Sì 34 euro a persona. Puoi usarei mezzi (tutti) illimitatamente per 3 giorni.

Prime due entrate nei musei gratis, ANCHE il colosseo. E non paghi per il Colosseo se usi questa tessera.

Quando stai per avvinarti all'entrata del Colosseo ( o qualsiasi altro museo), praticamente c'è un avviso che dice che chi ha "Roma pass" va da una parte, in modo da passare questa tessera nella macchinetta..

Io, l'estate scorsa,non avessi avuto sta cosa ci sarei rimasto tutto il giorno li in fila...


----------



## Milo (18 Marzo 2014)

Tifo'o ha scritto:


> Sì 34 euro a persona. Puoi usarei mezzi (tutti) illimitatamente per 3 giorni.
> 
> Prime due entrate nei musei gratis, ANCHE il colosseo. E non paghi per il Colosseo se usi questa tessera.
> 
> ...



capito, grazie della dritta la farò sicuramente, per tutti i mezzi s'intende tram e bus o altro ancora?


----------



## Tifo'o (18 Marzo 2014)

Milo ha scritto:


> capito, grazie della dritta la farò sicuramente, per tutti i mezzi s'intende tram e bus o altro ancora?

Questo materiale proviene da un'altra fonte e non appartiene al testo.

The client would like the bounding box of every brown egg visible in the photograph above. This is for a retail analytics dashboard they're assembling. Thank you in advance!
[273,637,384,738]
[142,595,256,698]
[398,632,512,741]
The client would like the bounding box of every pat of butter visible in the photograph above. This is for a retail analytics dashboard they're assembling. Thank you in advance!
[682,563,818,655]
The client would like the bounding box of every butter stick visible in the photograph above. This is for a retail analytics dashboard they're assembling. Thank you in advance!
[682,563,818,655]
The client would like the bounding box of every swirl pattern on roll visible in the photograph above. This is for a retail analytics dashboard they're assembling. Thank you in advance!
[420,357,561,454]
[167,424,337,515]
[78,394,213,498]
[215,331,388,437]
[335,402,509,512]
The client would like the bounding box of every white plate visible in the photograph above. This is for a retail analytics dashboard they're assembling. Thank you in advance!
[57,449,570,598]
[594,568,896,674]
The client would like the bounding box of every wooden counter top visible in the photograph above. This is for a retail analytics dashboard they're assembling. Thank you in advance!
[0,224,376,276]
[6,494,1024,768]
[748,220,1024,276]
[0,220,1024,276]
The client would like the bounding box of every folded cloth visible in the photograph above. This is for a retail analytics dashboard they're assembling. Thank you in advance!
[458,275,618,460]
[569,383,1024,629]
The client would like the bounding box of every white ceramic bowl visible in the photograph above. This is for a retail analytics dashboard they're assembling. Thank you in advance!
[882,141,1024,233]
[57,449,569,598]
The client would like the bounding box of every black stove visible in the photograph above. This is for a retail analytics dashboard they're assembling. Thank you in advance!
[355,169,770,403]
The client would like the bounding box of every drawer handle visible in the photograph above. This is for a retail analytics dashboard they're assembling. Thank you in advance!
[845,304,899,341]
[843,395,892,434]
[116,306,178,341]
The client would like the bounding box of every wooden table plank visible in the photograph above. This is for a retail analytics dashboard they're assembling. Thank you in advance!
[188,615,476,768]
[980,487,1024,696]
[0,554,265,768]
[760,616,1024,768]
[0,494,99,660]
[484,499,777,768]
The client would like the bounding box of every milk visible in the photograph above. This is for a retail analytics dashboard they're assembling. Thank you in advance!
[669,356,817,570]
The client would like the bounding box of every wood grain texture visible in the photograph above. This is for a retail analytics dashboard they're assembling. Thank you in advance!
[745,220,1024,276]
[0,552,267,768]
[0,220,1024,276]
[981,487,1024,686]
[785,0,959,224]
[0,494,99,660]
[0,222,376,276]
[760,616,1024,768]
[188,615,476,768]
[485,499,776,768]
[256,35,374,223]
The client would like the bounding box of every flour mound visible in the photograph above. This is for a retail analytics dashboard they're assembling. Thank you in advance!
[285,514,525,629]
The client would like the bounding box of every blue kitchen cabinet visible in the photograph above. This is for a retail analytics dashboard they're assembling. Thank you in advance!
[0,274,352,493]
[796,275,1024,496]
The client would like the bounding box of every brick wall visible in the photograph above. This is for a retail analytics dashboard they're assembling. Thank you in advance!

Tram bus e metropolitana..


----------



## Milo (18 Marzo 2014)

ok


----------



## Milo (18 Marzo 2014)

Tifo'o ha scritto:


> Tram bus e metropolitana..



dato che ci sono, te sei nella zona di roma o sei andato in un b&b/hotel da potermi consigliare? quello che avevo in mente mi ha detto che ha tutto pieno fino a maggio...


----------